A thorough verification of the ALU and registers was done by iterating through the eight binary combinations of register values, and sending the power of 2 truth tables and their complements.

For example, setting Y=0, X=1, M=1 and sending TTOP= $2^3$ =(XXX)\_1(XX) should result in ALU=1, while operating on TTOP=1111\_0111 should result in ALU=0.

Bus-tie testing was done by filling a 64-bit logic row with all-0 except one bit position in one of the 8 bytes, executing M\_IDENTITY and Bus-tie followed by memory write, and verifying the all-1 64-bit result by reading out the eight FFh bytes.

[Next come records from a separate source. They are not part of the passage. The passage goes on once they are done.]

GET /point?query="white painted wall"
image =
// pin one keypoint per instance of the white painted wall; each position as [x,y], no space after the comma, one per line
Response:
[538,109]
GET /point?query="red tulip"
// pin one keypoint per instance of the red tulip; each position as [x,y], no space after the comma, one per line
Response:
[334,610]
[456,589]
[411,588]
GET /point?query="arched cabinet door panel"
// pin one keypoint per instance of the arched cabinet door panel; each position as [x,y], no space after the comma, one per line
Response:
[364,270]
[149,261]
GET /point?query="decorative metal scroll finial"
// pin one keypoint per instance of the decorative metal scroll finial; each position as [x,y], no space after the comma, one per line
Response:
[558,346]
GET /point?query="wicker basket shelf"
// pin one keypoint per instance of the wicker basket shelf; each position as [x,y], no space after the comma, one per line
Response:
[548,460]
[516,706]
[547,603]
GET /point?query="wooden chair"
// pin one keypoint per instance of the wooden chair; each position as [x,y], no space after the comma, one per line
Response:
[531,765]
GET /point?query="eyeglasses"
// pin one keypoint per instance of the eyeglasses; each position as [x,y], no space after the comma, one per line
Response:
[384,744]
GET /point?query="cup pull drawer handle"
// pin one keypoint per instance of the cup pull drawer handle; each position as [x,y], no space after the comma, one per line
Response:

#### 6.2.2 Automatic Memory Testing

The test software provides the possibility of automatically testing a memory section. The option is invoked with the "M" entry in the main menu. The start and end testing address are required as parameters. Alternating byte values are used for successive write cycles. The two byte values can be modified by editing one line in the test program.

#### **6.3 Test Results**

To the date of this writing, four C64p1k chips have tested, focussing on the PE array. All four arrays proved functional, with the exception of one PE in one of the chips. Arbitrary memory locations tested during PE verification were all functional. A memory test loop was run on a 32 kb section (half the memory on-chip), and resulted in 86 bad locations. The results are not final because the test environment was not stable, being affected by two intermittent problems: the GPIB command interpretation delay mentioned above (discovered subsequently), and an imperfect clock link, due to impedance mismatch. Also, C\*RAM testing at higher clock frequencies (above 8 MHz) is not feasible with the present setup. The availability of an HP16520A/16521A data generator module would eliminate these problems. Use of a third programmable data generator as a clock source is being investigated.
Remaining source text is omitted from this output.